The scientists found that male rats that ate a high fat diet, had diabetes and were obese, produced offspring that had altered gene expression in two important metabolic tissues. This altered gene expression may increase the risk of future obesity and diabetes.
Other genes that were affected by the fitness of the father at the time of conception included:
- Markers of Premature Aging
- Chronic Degenerative Disease
Conclusion: Potential Fathers Should Motivate Themselves to Exercise More and Eat Healthier
"While scientists have focused on how the maternal diet affects children's health, this study is part of exciting new research exploring the impact of paternal diet on offspring risk of obesity," concluded Margaret Morris, Ph.D., a researcher involved in the work from the Pharmacology School of Medical Sciences at the University of New South Wales in Sydney, Australia. "The fact that similar gene markers were affected in pancreas and fat tissue tells us that some of the same pathways are being influenced, possibly from the earliest stages of life. It will be important to follow up these findings, and to learn more about when and how to intervene to reduce the impact of poor paternal metabolic health on offspring."

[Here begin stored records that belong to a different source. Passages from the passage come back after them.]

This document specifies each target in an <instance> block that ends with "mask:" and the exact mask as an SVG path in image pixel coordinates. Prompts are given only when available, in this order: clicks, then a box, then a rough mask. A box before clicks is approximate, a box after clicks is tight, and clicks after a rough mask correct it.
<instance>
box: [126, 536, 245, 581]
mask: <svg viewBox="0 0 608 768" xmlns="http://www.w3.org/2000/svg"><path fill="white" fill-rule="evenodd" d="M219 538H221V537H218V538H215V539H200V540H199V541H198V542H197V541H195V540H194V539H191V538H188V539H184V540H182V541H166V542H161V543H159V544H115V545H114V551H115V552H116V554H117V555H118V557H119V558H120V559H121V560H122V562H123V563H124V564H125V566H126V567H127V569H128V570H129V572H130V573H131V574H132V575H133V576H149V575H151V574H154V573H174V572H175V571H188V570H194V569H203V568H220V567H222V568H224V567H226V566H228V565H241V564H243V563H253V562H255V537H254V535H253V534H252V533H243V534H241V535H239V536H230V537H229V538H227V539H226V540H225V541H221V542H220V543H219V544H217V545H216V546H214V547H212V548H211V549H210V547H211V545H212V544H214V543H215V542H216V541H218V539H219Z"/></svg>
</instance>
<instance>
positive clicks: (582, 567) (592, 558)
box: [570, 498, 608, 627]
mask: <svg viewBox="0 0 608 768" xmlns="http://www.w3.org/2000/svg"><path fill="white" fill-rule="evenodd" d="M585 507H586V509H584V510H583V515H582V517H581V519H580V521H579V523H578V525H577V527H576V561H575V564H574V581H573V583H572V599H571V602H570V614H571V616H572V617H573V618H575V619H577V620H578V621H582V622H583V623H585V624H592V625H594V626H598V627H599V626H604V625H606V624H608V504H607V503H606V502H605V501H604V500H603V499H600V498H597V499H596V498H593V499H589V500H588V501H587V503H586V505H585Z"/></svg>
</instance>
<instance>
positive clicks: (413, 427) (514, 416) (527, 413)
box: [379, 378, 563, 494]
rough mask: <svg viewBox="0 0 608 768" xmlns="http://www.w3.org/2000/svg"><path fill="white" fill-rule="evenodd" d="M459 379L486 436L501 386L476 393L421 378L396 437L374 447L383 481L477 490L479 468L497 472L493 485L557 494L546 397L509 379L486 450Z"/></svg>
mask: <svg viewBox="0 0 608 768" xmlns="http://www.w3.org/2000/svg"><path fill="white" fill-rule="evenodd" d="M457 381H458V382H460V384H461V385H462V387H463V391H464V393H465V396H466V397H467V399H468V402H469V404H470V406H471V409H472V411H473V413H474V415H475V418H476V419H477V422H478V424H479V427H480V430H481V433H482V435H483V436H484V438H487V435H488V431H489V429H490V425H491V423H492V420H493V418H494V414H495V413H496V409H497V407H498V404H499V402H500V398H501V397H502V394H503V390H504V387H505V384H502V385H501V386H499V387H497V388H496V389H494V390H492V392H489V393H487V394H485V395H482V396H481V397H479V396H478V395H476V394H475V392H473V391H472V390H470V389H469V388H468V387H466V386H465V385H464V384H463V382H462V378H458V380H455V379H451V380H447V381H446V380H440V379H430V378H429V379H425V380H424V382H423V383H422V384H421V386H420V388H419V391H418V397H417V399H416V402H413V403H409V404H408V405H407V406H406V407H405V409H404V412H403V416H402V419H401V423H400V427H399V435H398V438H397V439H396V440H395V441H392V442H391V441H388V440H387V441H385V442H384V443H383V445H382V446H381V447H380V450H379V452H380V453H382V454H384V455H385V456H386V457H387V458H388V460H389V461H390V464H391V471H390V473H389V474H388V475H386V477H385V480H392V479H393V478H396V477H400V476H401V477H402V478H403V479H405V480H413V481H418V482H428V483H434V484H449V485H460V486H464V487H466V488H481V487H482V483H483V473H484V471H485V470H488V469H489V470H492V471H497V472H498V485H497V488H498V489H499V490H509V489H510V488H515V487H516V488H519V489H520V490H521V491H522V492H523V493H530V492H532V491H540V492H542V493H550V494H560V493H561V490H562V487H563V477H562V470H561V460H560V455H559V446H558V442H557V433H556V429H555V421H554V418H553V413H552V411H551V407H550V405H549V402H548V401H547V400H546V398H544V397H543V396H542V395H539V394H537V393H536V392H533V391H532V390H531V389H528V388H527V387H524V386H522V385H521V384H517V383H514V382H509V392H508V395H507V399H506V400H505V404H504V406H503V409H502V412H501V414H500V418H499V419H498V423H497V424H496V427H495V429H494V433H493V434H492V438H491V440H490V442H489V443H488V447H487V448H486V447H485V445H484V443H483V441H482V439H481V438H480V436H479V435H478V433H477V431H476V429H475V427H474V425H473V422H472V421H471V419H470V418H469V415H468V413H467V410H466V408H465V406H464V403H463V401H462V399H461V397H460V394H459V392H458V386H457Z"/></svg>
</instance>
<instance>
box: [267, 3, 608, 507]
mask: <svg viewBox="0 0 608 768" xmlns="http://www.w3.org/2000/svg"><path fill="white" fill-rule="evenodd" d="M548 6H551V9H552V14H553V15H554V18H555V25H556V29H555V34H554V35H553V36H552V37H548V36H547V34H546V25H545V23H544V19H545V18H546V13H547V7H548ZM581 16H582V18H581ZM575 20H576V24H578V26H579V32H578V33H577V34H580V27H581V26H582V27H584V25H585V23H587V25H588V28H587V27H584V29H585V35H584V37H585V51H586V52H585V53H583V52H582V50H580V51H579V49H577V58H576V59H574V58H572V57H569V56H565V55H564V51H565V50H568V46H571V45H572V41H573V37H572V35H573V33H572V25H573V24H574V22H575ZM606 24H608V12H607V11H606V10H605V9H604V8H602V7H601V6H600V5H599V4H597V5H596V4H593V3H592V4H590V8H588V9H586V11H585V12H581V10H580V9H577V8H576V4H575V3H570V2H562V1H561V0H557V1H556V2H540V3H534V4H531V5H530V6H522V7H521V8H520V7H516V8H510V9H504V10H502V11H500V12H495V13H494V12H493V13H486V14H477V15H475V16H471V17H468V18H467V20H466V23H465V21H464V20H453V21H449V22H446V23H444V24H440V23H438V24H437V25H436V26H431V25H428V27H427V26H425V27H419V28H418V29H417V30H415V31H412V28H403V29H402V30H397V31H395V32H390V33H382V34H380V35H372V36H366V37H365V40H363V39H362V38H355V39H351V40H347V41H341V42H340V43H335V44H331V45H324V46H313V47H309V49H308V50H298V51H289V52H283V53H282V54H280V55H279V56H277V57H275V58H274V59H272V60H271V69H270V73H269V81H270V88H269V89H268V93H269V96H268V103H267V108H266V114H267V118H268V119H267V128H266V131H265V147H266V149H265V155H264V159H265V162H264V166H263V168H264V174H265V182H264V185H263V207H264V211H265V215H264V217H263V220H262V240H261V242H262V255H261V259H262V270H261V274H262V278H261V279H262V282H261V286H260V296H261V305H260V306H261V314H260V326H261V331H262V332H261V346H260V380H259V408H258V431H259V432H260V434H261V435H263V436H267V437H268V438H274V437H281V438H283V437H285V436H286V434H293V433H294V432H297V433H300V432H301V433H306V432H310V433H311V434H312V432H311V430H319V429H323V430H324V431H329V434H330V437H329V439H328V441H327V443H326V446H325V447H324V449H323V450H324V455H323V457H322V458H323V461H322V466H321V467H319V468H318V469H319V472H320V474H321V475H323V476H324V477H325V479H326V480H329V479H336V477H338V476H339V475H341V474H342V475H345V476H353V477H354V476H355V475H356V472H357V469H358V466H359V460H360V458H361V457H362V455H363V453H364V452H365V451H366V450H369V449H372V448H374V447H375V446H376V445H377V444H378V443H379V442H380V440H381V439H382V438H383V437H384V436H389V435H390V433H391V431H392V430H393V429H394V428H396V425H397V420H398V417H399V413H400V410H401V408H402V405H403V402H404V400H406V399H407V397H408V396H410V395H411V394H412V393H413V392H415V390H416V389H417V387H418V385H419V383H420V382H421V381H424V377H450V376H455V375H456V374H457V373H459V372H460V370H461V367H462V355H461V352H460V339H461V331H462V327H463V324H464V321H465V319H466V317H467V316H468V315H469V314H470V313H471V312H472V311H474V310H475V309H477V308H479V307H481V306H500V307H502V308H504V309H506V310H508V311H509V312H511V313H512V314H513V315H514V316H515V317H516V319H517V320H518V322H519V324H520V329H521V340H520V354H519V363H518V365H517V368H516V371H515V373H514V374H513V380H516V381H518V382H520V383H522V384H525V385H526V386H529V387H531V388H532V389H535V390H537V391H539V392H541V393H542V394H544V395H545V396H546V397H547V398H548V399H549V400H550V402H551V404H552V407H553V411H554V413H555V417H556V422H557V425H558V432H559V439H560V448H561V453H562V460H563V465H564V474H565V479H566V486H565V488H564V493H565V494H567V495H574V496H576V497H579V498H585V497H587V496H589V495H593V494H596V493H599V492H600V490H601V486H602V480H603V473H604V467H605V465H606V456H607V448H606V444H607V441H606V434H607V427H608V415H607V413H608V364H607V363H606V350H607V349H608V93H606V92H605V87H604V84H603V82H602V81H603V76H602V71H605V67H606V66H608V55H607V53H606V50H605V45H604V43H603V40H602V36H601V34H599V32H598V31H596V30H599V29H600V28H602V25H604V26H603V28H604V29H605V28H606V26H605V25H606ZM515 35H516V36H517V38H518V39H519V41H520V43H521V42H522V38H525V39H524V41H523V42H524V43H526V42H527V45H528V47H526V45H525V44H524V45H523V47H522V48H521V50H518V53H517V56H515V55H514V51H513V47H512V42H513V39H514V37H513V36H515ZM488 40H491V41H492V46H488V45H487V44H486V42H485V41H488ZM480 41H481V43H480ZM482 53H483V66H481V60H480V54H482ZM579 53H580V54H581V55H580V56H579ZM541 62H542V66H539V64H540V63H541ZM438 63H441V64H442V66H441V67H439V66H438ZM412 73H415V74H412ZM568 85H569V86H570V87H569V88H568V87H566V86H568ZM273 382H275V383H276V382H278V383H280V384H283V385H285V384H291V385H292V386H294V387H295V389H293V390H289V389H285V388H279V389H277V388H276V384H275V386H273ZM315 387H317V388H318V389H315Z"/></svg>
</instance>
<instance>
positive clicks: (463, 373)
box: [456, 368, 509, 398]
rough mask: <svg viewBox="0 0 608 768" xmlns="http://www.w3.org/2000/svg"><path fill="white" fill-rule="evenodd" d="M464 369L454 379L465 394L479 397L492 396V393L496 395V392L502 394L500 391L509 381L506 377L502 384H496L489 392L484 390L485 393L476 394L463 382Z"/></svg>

"For a long time, we've known that the nutrition and health status of women who are pregnant or who want to get pregnant is critical to the health of her offspring, and we've also suspected that the same is true for fathers to a lesser degree," said Gerald Weissmann, M.D., Editor-in-Chief of The FASEB Journal. "This report is the first step in understanding exactly how the nutrition and health of fathers affects his children, for better or worse."
These studies are discouraging in that they illustrate the double-whammy that children who happened to be born to a father who was obese, had diabetes and ate a high fat diet prior to conception may be predisposed for obestity and diabetes. That said, epigenetics and neural plasticity reaffirm that change is always possible. Everyone has the power to make lifestyle choices starting today that will improve your well-being regardless of genetic predispositions.
Knowledge can be inspiring. Hopefully, these findings will motivate potential fathers to take responsibility for the future well-being of their offspring by making healthier habits a part of the daily routine starting today.